Laredo was a great place to grow up. I could go to town on the bus, which stopped in front of my grandmother’s house. I would meet my friends and go to the movies. We did not have to be afraid; it felt safe. I had family working downtown so all I had to do was wait for a ride home, or they would give me money for the bus if I spent all my money. Downtown was always crowded and had all these small stores that sold anything you would ever want. There was a dark side – the poverty, people begging in the streets, which was heartbreaking.

Living on the border, I liked going to Nuevo Laredo every week to buy groceries. We would go to the plaza to watch people get their fortune told, buy yerbas for tea, get an amulet, buy Supermachos and other revistas. We went to the libreria to buy books in Spanish. Nuevo Laredo was an open market selling beautiful clothes, pottery, piñatas, and blankets. The smell of fresh ground coffee, food on every street corner, pineapple, mango/chile on a stick, aguas de melon/sandia/tamarindo/jamaica, paletas, pan dulce was enticing to the palate. We would go to the movies. At the end of the day, we would eat machitos and cabrito roasting in the window of La Principal. We went to Nuevo Laredo every weekend and the people from there came to Laredo to buy clothes and other things.

This is what it was like growing up on the border years ago. Today things are different; there is more discord. There are gangs and too many drugs. The immigration issue has gotten out of hand. People are suspicious of everyone. It is dangerous to go to Nuevo Laredo because anyone can be randomly shot. I still go because I miss going there to eat and see the sights and sounds. Life is hard. Our family still keeps in touch but we no longer all live in the same town. Some of us forgot where we came from and speak only English and the rest of us are proud of our heritage. I still go home because that is where I feel complete. It is hard to explain. I have a part – mi Alma y Corazon – in the land where I grew up and my family is buried. I can feel their presence there. No matter where I live that will always be home for me, especially if I have family there.
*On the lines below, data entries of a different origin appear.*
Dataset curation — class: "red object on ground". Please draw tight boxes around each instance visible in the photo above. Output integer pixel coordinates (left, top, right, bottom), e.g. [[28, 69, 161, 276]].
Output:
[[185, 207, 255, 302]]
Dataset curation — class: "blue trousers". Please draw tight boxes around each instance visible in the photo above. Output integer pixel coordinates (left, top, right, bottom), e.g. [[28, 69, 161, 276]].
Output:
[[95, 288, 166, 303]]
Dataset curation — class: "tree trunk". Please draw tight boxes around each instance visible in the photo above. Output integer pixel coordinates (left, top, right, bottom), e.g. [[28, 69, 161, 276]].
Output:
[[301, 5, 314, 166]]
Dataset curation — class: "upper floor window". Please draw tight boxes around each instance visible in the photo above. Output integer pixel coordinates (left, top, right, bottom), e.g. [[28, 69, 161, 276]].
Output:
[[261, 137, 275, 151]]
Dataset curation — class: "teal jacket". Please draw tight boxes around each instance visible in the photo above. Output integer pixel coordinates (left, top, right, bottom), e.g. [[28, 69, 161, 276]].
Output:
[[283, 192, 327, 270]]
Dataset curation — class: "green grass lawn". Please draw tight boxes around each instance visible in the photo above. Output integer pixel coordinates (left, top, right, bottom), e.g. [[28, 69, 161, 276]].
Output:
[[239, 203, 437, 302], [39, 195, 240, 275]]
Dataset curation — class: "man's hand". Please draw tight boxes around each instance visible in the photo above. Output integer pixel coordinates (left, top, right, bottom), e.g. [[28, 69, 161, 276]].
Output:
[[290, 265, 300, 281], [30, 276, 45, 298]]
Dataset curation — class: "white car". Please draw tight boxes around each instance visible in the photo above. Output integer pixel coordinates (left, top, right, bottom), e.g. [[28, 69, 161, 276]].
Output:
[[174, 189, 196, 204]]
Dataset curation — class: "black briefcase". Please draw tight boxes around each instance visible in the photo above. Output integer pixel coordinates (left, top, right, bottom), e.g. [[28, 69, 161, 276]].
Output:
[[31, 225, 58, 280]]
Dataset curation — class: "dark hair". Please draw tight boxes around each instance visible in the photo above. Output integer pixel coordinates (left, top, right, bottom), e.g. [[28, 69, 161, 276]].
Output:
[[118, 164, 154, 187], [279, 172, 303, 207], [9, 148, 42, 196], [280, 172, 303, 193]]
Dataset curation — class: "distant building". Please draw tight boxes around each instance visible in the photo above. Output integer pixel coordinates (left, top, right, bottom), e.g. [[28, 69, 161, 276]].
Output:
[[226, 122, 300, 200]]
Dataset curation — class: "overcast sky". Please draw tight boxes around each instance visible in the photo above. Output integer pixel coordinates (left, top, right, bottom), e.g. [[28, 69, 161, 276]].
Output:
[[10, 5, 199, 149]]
This is just my experience, which can be very different from others who were punished for speaking Spanish and told not be proud of who they were. My story is my own experience and others from the same town may see things differently. I believe we all have a right to share our stories and just be proud of whom we are and that there are diverse stories to share.

Things Have Changed On the Border/Frontera/El Otro Lado, a poem by Irma Flores-Manges

I recently wrote the poem, “Things Have Changed On The Border/Frontera/El Otro Lado,” to read at the opening of the Mexican American Cultural Center in Austin. I had been asked what it was like growing up in Laredo because of all the different experiences people have living in El Paso, Brownsville, and the Valley. We all have valid life experiences, which should be heard and honored. I always wondered if I had anything to say with my poems or my stories because they seem so normal, not tragic or comical.

My friend Rudy Anaya always encouraged me to write from my experience and my heart. He told me everyone has a story that should be told and cherished to honor where you come from. So I offer you my story and encourage others to write theirs. Everyone needs to be acknowledged and validated for their life and story.

Times Have Changed on the Border/Frontera/ El Otro Lado

No more free flow of familas visiting across the border

No more free flow of people who work on one side and live on the other

No more free flow of people to just enjoy going to the plaza

No more free flow of people to go to the doctor

Everyone is suspect

Drug lords move in

Death on both sides of the border

Need a passport soon just to go visit family

No longer safe to cross easily

No longer safe to visit my Abuelos/Tios graves

No longer safe to be at home in small towns in South Texas

No longer safe to be anywhere

Our immigration laws are destroying the border because everyone feels suspect even us. We are brown aren’t we? Life on the border has changed but it is still home.